Niektórzy uczniowie mają pracowite wakacje nie tylko dlatego, że pracują w domu albo dorabiają do kieszonkowego, ale także dlatego, że pod koniec sierpnia czekają ich egzaminy poprawkowe z różnych przedmiotów.
Ja zafundowałem sobie w tym roku spotkanie z dwoma panami, ale od jakiegoś czasu kontaktuje się ze mną w sprawach sierpniowych poprawek jeszcze kilku uczniów, okazuje się bowiem, że jestem jedynym nauczycielem, z którym są w stanie się skontaktować. Pisałem już o tym, że uczniowie znają mój numer telefonu, mają na mnie namiary przez komunikatory internetowe, email i platformę e-learningu, a także o tym, że nie tylko mi to nie przeszkadza, ale sporadycznie dostarcza dużo satysfakcji.

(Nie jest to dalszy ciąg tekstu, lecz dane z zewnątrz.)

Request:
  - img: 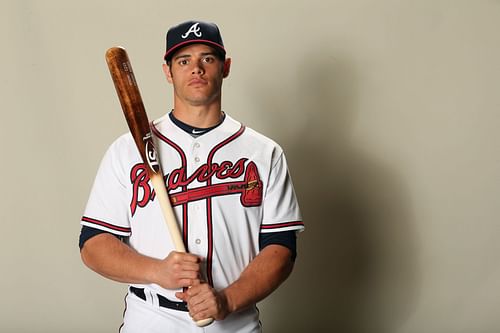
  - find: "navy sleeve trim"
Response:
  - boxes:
[79,225,126,250]
[259,230,297,261]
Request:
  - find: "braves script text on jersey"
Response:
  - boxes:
[81,113,304,331]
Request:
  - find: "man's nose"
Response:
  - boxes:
[192,61,204,75]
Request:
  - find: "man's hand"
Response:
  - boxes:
[151,251,202,289]
[176,280,232,321]
[81,234,206,291]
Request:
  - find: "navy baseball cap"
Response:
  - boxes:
[164,20,226,62]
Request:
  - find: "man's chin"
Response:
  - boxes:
[185,94,220,107]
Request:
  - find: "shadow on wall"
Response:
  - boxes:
[256,51,420,333]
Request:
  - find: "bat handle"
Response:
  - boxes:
[150,174,214,326]
[150,174,186,251]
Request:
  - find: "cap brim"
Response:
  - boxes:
[164,39,225,61]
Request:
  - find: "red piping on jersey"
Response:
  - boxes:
[81,216,131,233]
[151,123,190,250]
[260,221,304,230]
[205,124,246,286]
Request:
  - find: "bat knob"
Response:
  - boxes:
[196,317,214,327]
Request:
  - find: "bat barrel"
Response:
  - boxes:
[105,47,159,174]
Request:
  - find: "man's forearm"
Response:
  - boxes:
[80,233,159,284]
[81,233,202,290]
[223,244,294,314]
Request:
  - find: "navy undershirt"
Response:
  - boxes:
[79,111,297,260]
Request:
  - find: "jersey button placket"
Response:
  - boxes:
[193,142,201,164]
[190,203,206,248]
[189,141,207,255]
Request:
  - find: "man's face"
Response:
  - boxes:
[164,44,231,107]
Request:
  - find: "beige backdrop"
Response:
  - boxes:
[1,0,499,332]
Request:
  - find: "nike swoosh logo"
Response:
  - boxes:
[192,129,205,135]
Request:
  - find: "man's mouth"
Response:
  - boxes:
[188,78,207,86]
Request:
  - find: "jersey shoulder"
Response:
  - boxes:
[108,131,138,156]
[226,114,284,152]
[233,119,285,164]
[245,126,283,151]
[100,131,141,175]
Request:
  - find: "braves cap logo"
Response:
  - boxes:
[181,22,202,39]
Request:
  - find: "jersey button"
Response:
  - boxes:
[194,142,200,148]
[194,157,200,163]
[195,238,201,244]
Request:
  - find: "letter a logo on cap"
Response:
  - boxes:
[182,23,202,39]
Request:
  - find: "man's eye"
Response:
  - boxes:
[179,59,189,65]
[203,57,214,63]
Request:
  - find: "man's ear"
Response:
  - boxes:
[223,58,231,78]
[163,63,173,83]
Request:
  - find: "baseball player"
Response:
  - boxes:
[80,20,304,332]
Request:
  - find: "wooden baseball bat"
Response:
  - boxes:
[105,46,213,327]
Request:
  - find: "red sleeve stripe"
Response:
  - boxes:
[81,216,131,233]
[260,221,304,230]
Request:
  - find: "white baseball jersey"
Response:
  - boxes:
[81,112,303,330]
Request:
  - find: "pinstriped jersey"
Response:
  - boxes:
[81,113,303,301]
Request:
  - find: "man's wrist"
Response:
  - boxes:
[218,288,236,318]
[144,258,162,285]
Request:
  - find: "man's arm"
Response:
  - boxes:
[177,244,294,321]
[80,233,201,290]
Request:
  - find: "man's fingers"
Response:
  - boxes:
[191,278,201,286]
[168,251,201,264]
[155,251,205,289]
[188,293,218,321]
[186,283,212,307]
[175,291,187,301]
[178,278,196,287]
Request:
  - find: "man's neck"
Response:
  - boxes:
[171,103,223,128]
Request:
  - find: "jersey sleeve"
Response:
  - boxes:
[81,139,132,236]
[261,151,304,233]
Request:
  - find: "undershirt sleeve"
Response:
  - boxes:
[259,230,297,261]
[79,225,126,250]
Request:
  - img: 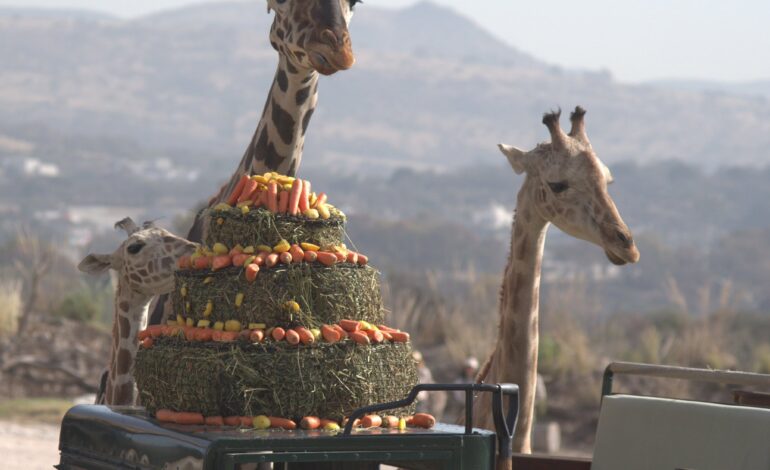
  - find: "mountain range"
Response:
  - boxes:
[1,0,769,177]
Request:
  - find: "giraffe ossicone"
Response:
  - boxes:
[474,107,639,456]
[79,218,197,405]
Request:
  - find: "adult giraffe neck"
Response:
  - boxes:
[215,55,320,205]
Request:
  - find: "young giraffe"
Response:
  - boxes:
[79,218,197,405]
[150,0,360,325]
[473,108,640,463]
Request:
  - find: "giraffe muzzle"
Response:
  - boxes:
[307,29,354,75]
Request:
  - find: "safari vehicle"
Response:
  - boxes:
[57,383,519,470]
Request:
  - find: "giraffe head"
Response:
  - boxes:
[78,218,198,295]
[267,0,358,75]
[499,107,640,265]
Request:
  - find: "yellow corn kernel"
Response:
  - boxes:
[323,421,340,431]
[309,192,318,206]
[253,175,269,184]
[197,319,211,328]
[224,319,242,332]
[248,322,267,330]
[284,300,301,312]
[242,255,256,266]
[217,217,225,225]
[398,417,406,431]
[300,242,320,252]
[256,244,272,253]
[212,242,229,255]
[311,328,321,340]
[213,321,224,331]
[253,415,271,429]
[203,300,213,317]
[213,202,231,211]
[180,286,187,297]
[166,320,177,326]
[273,239,291,253]
[184,302,190,312]
[360,321,374,331]
[176,314,185,326]
[282,184,293,191]
[317,203,330,220]
[241,205,250,215]
[185,317,194,327]
[243,245,256,254]
[235,293,244,308]
[303,208,319,220]
[203,277,214,285]
[277,176,295,184]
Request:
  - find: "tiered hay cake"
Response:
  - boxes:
[135,174,418,424]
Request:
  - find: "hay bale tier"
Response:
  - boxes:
[135,339,417,420]
[173,263,383,327]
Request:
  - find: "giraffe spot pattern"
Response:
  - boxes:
[115,382,134,405]
[161,257,173,270]
[271,97,296,144]
[119,301,130,312]
[276,69,289,93]
[254,124,285,170]
[296,85,312,106]
[118,314,131,339]
[285,60,299,75]
[116,348,132,375]
[301,107,315,136]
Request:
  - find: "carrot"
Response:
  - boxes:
[178,255,191,269]
[316,251,338,266]
[350,331,370,345]
[288,179,302,215]
[377,324,399,333]
[389,331,410,343]
[193,255,211,270]
[138,326,154,340]
[298,179,310,212]
[300,416,321,430]
[296,326,314,345]
[211,254,232,271]
[320,418,338,428]
[174,412,205,425]
[271,327,286,341]
[249,329,264,343]
[357,254,368,266]
[223,416,242,426]
[266,253,279,268]
[289,245,304,264]
[267,181,278,212]
[321,325,341,343]
[205,416,224,426]
[194,328,213,342]
[360,415,382,428]
[237,178,259,204]
[410,413,436,429]
[303,250,318,263]
[279,252,293,264]
[184,326,197,342]
[211,330,223,342]
[380,330,393,341]
[312,192,327,209]
[269,417,297,430]
[156,409,176,423]
[240,416,254,427]
[346,252,359,265]
[278,190,289,213]
[251,190,264,208]
[219,331,238,342]
[332,324,348,339]
[383,415,400,428]
[227,175,250,205]
[339,319,361,332]
[245,263,260,282]
[232,253,250,267]
[367,329,384,343]
[285,329,301,345]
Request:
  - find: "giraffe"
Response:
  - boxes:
[473,107,640,463]
[79,218,197,405]
[150,0,360,325]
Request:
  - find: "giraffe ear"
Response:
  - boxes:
[498,144,527,174]
[78,253,120,274]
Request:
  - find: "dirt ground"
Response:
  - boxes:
[0,420,60,469]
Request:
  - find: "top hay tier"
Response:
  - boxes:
[206,206,345,249]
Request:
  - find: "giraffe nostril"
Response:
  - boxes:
[616,230,631,245]
[319,29,338,47]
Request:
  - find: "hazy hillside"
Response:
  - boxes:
[1,0,769,178]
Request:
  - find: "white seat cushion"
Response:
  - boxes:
[592,394,770,470]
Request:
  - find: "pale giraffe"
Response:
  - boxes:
[79,218,197,405]
[473,107,640,462]
[151,0,359,325]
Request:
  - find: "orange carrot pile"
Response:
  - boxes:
[218,172,338,220]
[177,241,369,283]
[137,319,409,348]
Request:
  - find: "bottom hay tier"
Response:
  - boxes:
[135,337,417,420]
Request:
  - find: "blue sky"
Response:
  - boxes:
[2,0,768,83]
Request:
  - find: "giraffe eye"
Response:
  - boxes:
[349,0,361,9]
[548,181,569,194]
[127,242,145,255]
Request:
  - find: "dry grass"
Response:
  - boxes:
[0,398,73,425]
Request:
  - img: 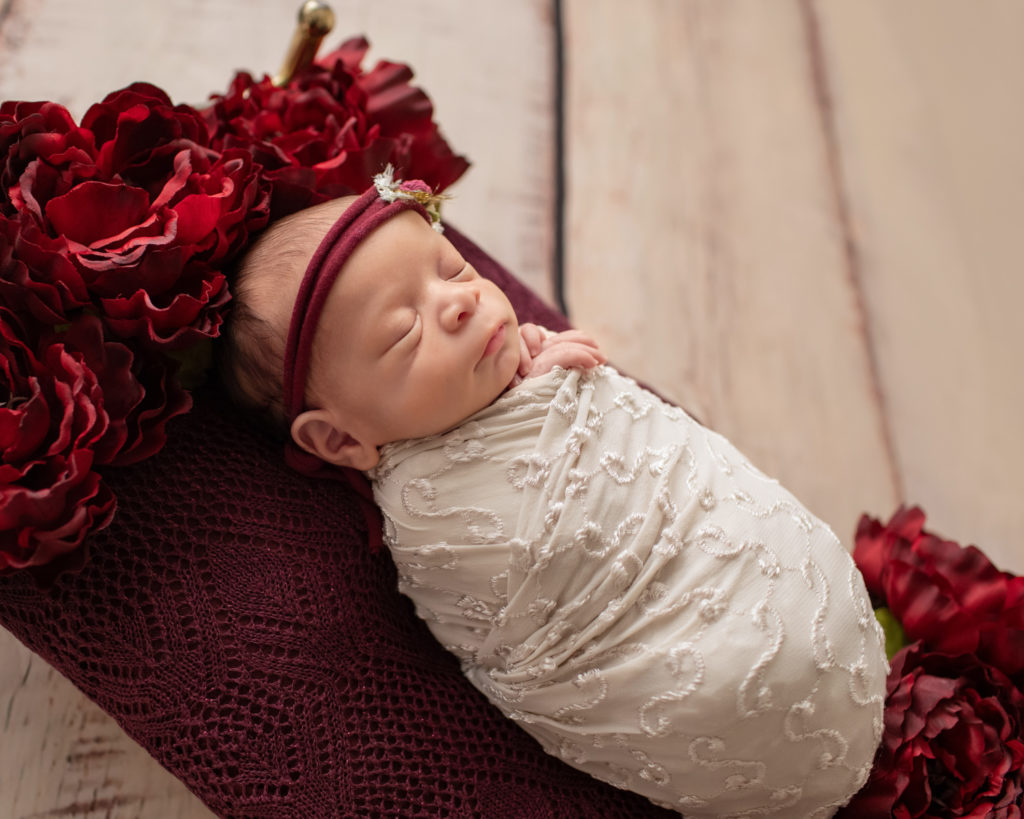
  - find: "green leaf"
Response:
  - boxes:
[873,606,907,661]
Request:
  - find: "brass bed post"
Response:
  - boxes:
[273,1,337,86]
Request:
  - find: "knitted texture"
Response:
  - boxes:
[0,227,673,819]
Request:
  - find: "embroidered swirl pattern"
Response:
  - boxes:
[372,367,887,817]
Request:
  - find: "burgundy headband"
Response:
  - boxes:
[282,169,439,425]
[279,170,441,547]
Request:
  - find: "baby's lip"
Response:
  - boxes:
[480,322,506,362]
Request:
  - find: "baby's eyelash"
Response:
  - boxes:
[402,313,421,345]
[385,313,418,352]
[445,261,470,280]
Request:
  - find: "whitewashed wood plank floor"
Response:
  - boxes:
[564,0,1023,568]
[2,0,1022,816]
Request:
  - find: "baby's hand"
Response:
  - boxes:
[512,323,606,386]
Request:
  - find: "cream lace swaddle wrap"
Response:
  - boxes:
[371,367,887,817]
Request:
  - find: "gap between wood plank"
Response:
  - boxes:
[799,0,904,502]
[551,0,568,317]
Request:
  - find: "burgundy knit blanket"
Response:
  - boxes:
[0,226,673,818]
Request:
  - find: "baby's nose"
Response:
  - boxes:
[441,285,479,330]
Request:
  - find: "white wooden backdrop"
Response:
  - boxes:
[2,1,1022,816]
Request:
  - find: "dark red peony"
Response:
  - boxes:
[839,645,1024,819]
[42,316,193,468]
[0,215,73,324]
[0,306,191,579]
[855,507,1024,684]
[0,100,96,223]
[202,36,468,218]
[0,37,466,579]
[0,308,114,575]
[1,87,238,579]
[2,85,271,349]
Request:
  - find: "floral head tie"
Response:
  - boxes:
[282,166,444,431]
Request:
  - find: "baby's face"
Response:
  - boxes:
[301,209,521,464]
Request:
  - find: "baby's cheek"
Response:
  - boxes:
[504,332,524,381]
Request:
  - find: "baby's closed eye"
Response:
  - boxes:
[385,310,420,351]
[443,261,472,281]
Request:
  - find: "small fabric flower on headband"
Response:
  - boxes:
[374,165,446,232]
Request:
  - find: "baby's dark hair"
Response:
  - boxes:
[217,198,352,434]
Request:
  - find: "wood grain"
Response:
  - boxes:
[2,633,205,818]
[562,0,1022,572]
[811,0,1024,570]
[562,0,898,541]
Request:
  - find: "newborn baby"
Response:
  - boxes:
[221,171,888,817]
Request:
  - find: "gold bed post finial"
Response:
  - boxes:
[273,1,337,87]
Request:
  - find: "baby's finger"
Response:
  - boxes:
[518,322,546,357]
[543,329,604,355]
[548,339,607,366]
[529,343,605,375]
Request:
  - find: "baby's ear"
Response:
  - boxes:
[290,409,380,471]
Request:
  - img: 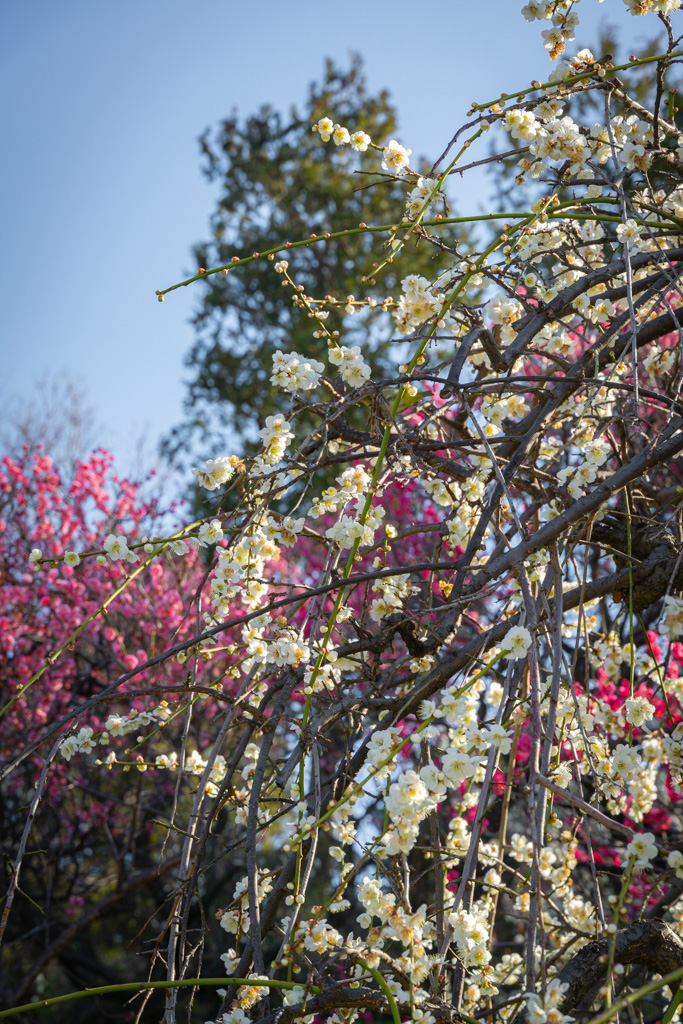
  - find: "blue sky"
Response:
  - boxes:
[1,1,656,475]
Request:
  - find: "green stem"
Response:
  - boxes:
[356,958,401,1024]
[663,982,683,1024]
[158,198,679,297]
[0,977,319,1020]
[471,50,683,112]
[604,859,633,1009]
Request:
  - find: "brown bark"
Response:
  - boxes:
[512,921,683,1023]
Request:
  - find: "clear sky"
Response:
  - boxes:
[1,1,657,475]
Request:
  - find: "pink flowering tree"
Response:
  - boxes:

W gruncie rzeczy smutne jest to, że uczniowie – nawet tacy, których w ogóle nie uczę – pytają mnie o terminy egzaminów poprawkowych z nie mojego przedmiotu. Albo o to, jak taki egzamin wygląda. Jeden z tych uczniów umówił się nawet podobno w szkole z nauczycielem, ale gdy przyszedł na spotkanie i nauczyciela nie zastał, nie udało mu się z nim w żaden sposób skontaktować.
W ostatnich miesiącach kilkakrotnie zostałem też postawiony w niezręcznej sytuacji, gdy uczeń spytał mnie wprost o numer telefonu do kogoś z nauczycieli. Nie chcąc podawać tego numeru wbrew czyjejś woli wdawałem się następnie w skomplikowaną zabawę w głuchy telefon, pośrednicząc w wymianie informacji między nimi.
Właściwie rozumiem belferską potrzebę prywatności, ale w dobie telefonów filtrujących rozmowy przychodzące w oparciu o identyfikację numeru, w dobie coraz sprawniejszych filtrów przeciwspamowych i komunikatorów blokujących rozmowy przychodzące od osób nieautoryzowanych, ochrona tej prywatności właściwie nie wymaga trzymania w tajemnicy wszelkich namiarów na siebie. Dobrze jest sobie zapewnić jakiś kanał komunikacji z uczniami. Polski, angielski, niemiecki, matematyka, fizyka czy historia są bez wątpienia przedmiotami, ale to właśnie uczniów musimy w pracy traktować podmiotowo. Także tych, którzy do nas czy do naszego przedmiotu mają umiarkowany szacunek.
Swoją drogą ciekawe, czy za wakacyjne pośrednictwo w kontaktach uczniów ze szkołą dostanę dodatek motywacyjny, czy raczej powinienem się liczyć z upomnieniem za spoufalanie się z nimi?